After Islamist militants forced France to Intervene in Mali, Africa’s most populous nation might now need to use ultimate force to defeat Boko Haram. Unlike in Mali where the militants completely overran the northern region, the Nigerian army is managing to keep the situation from degenerating to a Mali-type conflict but they still have failed to crush the rebels. The cost in human life and property has been heavy.
The French connection
There is need to resolve the crisis in Nigeria urgently because it has already spilt into neighbouring Cameroon. Some Nigerian militants are reported to be fighting against French forces in Mali. Militants kidnapped a French family of seven in northern Cameroon including two children in February. Their whereabouts is still Unknown. The militants want their comrades arrested in Cameroon and Nigeria to be released before they will free the hostages. The Cameroonian, Nigerian and French governments have refused to bow to their demands.
Offering the Militants an amnesty could be a swift way to resolve the crisis but with the militants refusing to contemplate at amnesty, Nigeria might be left with no option other than an all out attack against the militants. A military source in Nigeria told Iroko that they have not yet raided the militants for fear of endangering the lives of the French hostages. “The militants are looking for an excuse to kill the hostages so we need to be careful” he added.
French forces will soon pull out of Mali but they are no immediately plans by president Francoise Hollande to move his forces into Nigeria following the abduction of the French family of seven. If anything happens to the french hostages, President Holland might pay a high political price as a result.
Could Crisis extend across West Africa?
Cameroonian security forces are now on high alert in the Northern region of the country where the French family was kidnapped. Special forces were dispatched to the region to make sure it does not become a convenient hideout for the militants from neighbouring Nigeria.
The Cameroonian government like most across the region is frightened of the prospect of having to fight against Islamist militants in Northern Cameroon.
The Rise of Boko Haram
Boko Haram which literary means “western Education is a sin” was created by Mohamed Yusuf in 2002 in Maiduguri, Northern Nigeria. Yusuf was arrested and killed in detention in 2009 but they regrouped under a new leader in 2010.
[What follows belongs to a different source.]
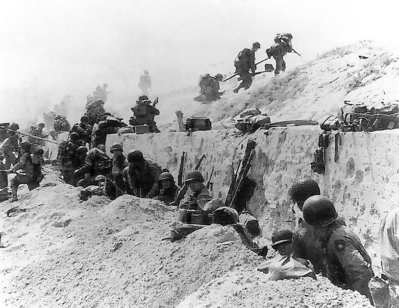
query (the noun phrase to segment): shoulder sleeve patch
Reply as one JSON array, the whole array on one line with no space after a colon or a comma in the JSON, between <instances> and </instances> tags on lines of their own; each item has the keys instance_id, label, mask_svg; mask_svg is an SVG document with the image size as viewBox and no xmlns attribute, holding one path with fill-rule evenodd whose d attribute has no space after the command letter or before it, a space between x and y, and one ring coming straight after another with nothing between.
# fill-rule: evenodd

The activities of the sect have taken the form of attacks and bombings launched on strategic locations across the country. Their atrocities include the bombings of the Police Headquarters and United Nations building, churches and even media houses in Abuja in which several lives were lost. Attacks were also launched on police installations, churches, mosques, private homes, markets, schools and other public places, leaving thousands of people dead and causing enormous damage to property, with Northern Nigeria being the greatest hit by the insurgents.
The Nigerian government has been carrying out periodic raids on the hide outs of the militants killing hundreds in the process.
The government blamed former military president, General Muhammadu Buhari, for igniting the insurgency. When Buhari failed to win the 2011 presidential elections, he vowed that he was going to make Nigeria ungovernable for Jonathan, and shortly after his threatening utterance, the Boko Haram sect came to being.